# NYC - best locale for hotel stay? shows?



## sammy (Mar 13, 2011)

Heading to NYC for a long weekend and wonder where I should stay.  I plan to see shows, dine in the delis, shop, and maybe the search the fabric district for drapery fabrics (if I find it is a good place for home decor - not interested in clothing fabrics).  

I have points with Marriott and typically stay at the Courtyard on 40th or the Marquis around 46th and Broadway, but since its been about 7 years since going, I forget precisely where everything is.

I'll probably buy 1 show ahead of time and use TIX for another show.

Speaking of which - what do you think of these shows and how likely are they to get at TIX?
Phantom
Wicked
La cage au folles
Baby its you
How to succeed
Billy Elliott
Avenue Q
Priscilla
Baghdad zoo with Robin Williams


Thanks.


----------



## Karen G (Mar 13, 2011)

sammy said:


> Speaking of which - what do you think of these shows and how likely are they to get at TIX?
> Phantom
> Wicked
> La cage au folles
> ...



Here's a list of last weeks shows at the half price booth.

We loved Wicked.


----------



## jme (Mar 13, 2011)

Renaissance Times Square!!!! Easy walk to all theaters...easy up and down on elevators---you get on the street faster, and friendly staff!!!    beautiful hotel, smaller and more intimate.....almost like a boutique hotel compared to Marquis, which i feel is too big to enjoy, and too crowded. 

As for plays, Wicked is awesome....storyline and production.  Have fun!


----------



## sammy (Mar 14, 2011)

*Newark or LaGuardia airport?*

what about airports?

is there a big difference between Newark (EWR) and LaGuardia (LGA) as far as convenience/time to get into the NYC Times Square area?


----------



## sammy (Mar 14, 2011)

*sunday...*

I keep hijacking my own thread.

What is open on Sunday?  I'm thinking of a 7pm flight out; that would give me till say 4pm.  

Are stores open like Macy's and all the little stores?  Just at noon open time or something earlier for the Sunday traveler?  Would it be time enough for a 2pm show?


----------



## jme (Mar 14, 2011)

sammy said:


> what about airports?
> 
> is there a big difference between Newark (EWR) and LaGuardia (LGA) as far as convenience/time to get into the NYC Times Square area?



we love Newark.  small airport, easy to get in and out.....Easy ride to Manhattan....many ways to get there....we like personal driver to pick us up in suburban/SUV, i.e., no one else on board.


----------



## vkhome (Mar 14, 2011)

jme said:


> we love Newark.  small airport, easy to get in and out.....Easy ride to Manhattan....many ways to get there....we like personal driver to pick us up in suburban/SUV, i.e., no one else on board.



LaGuardia is the closet.  $40 cab fare or use www.supershuttle.com
Both Wicked and Billy Elliott are fantastic.

Wish I could remember the hotel I used in October- think it started with the letter E and it was located at W57th and Broadway- right at Times square.

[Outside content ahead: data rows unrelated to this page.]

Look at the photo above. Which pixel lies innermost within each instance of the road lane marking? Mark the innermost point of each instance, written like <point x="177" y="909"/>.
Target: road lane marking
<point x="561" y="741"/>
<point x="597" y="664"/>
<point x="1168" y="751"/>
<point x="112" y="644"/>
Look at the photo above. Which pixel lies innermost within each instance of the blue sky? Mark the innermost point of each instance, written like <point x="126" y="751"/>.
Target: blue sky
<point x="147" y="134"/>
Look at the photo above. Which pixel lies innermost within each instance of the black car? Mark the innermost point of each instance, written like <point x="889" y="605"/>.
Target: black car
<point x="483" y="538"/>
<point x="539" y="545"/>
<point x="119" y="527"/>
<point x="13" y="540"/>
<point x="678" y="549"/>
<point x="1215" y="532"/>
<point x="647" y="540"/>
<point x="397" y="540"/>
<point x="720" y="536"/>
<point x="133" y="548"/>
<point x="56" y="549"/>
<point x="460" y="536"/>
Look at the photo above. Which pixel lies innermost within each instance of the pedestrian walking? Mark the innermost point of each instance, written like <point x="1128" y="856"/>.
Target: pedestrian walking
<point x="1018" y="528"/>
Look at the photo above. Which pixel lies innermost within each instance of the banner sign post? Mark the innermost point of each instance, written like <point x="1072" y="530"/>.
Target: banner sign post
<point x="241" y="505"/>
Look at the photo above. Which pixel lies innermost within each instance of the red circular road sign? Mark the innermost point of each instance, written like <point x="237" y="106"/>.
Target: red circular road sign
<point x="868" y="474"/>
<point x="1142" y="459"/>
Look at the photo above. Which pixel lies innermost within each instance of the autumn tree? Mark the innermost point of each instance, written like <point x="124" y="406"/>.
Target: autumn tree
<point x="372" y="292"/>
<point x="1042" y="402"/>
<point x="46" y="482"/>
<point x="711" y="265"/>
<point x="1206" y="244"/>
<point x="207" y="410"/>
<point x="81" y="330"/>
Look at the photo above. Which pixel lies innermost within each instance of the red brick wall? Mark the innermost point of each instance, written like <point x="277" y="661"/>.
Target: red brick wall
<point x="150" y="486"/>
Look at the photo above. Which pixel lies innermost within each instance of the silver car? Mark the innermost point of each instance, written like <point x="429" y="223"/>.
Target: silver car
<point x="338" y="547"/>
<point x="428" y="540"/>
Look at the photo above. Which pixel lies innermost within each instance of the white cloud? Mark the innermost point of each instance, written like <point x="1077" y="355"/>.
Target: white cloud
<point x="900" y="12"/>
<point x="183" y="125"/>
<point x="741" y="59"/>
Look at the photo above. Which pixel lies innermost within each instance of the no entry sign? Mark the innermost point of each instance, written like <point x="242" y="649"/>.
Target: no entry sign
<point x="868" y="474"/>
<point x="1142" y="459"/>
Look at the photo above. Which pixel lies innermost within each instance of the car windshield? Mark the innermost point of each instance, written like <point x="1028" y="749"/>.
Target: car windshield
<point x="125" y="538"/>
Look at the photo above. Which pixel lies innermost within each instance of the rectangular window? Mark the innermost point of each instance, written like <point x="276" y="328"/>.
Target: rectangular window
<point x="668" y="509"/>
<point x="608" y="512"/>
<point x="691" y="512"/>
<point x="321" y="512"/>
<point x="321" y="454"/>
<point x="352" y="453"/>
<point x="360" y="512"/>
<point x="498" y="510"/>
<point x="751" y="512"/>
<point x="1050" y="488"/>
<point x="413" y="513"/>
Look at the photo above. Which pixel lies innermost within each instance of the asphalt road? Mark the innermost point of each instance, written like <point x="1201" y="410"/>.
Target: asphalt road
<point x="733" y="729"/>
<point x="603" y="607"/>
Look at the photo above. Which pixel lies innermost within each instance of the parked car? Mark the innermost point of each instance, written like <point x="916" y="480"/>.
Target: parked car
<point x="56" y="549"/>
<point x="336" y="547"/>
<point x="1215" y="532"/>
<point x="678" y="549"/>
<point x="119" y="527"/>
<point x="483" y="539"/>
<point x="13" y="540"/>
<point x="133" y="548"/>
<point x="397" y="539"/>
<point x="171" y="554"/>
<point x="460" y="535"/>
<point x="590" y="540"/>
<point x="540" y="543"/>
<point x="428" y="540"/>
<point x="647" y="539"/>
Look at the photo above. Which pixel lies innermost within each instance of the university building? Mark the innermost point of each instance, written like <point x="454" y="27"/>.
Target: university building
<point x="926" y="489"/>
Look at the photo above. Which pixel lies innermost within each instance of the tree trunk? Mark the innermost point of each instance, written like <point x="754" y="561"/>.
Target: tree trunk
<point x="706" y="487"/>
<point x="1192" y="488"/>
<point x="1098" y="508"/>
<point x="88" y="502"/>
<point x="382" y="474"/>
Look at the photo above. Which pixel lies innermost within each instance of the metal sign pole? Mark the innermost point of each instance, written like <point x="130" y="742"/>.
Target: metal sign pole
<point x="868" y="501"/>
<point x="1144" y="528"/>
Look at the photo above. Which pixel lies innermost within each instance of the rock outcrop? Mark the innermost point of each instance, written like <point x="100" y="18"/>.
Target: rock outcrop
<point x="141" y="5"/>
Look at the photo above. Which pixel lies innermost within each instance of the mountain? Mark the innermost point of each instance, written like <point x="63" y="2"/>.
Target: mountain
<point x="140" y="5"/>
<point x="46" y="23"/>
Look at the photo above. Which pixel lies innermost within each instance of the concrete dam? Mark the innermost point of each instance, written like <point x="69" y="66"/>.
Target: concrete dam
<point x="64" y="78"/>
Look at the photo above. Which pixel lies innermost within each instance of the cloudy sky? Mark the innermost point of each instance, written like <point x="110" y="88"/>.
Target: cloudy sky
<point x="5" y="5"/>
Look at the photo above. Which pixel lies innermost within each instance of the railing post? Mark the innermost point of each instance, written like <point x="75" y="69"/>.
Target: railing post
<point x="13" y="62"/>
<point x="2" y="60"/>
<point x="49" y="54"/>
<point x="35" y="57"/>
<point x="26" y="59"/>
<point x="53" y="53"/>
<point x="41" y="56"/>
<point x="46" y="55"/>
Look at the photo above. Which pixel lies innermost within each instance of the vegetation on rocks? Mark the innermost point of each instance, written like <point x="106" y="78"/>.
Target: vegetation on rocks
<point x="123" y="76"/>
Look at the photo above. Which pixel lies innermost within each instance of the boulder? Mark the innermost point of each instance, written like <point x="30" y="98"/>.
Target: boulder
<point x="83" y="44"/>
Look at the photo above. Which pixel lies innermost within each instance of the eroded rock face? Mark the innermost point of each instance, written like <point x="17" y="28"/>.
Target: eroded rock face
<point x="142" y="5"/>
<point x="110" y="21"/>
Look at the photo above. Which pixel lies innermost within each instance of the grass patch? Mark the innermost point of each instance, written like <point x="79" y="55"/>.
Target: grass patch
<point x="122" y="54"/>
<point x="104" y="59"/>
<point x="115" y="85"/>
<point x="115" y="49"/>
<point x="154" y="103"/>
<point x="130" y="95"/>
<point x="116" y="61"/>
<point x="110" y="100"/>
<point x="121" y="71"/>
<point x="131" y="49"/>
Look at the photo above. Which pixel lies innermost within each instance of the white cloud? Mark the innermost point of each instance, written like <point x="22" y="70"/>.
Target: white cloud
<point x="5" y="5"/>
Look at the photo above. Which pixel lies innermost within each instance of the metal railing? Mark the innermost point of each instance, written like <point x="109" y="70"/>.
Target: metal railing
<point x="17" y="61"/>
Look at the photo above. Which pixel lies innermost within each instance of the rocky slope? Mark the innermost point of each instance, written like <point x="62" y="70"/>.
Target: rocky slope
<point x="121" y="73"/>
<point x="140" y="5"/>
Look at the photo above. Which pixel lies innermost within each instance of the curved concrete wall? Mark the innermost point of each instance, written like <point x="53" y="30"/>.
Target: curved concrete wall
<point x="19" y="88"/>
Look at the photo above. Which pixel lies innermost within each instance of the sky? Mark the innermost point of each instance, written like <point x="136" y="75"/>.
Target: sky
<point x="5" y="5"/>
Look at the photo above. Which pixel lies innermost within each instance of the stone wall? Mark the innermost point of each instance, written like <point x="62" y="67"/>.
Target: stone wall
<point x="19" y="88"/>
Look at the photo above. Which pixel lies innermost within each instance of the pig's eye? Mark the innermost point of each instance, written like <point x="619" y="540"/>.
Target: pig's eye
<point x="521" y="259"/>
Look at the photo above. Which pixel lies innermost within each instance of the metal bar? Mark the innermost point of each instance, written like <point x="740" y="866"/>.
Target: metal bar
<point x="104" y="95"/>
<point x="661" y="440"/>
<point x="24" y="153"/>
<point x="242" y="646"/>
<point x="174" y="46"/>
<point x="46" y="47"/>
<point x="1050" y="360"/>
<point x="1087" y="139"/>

Very convenient to everything.
Enjoy.

Just recalled hotel-  Hotel Edison at W 47th and Broadway.  Older hotel, but easier on the checkbook; clean


----------



## Karen G (Mar 14, 2011)

Another vote for Newark. Haven't flown into or out of LGA but we did use JFK last year and it took a long, long time to get to Manhattan Club in a shared shuttle van.  

In the past, our trips from Newark airport were by a private car/driver and on another trip by the train. More info  here. It was quick and convenient.


----------



## Sir Newf (Mar 14, 2011)

My vote Newark via train, but LGA a close 2nd via cab...Marriott Marquis...at the top of Marriott is a revolving all glass bar and resturant "The View"- beautiful views especially at night. have fun


----------



## Glynda (Mar 14, 2011)

*NY*

Wicked was fabulous!  We like to stay at the Novatel on W. 52nd.

http://www.novotel.com/gb/booking/hotels-list.shtml


----------



## hvacrsteve (Mar 14, 2011)

The New York Hilton or the Double Tree at Times Square.


----------



## sammy (Mar 15, 2011)

*Sunday?  Shuttle?*

Thanks everyone!

What is the best shuttle service from EWR to the Marriott in NYC?

What about Sunday, will there be much open for me to do between 10am and 5pm in the way of shopping, or should I just book an early afternoon flight back?


----------



## 3kids4me (Mar 16, 2011)

Wow, I can't believe they had Jersey Boys and How to Succeed at TKTS!  The economy really must be impacting things!


----------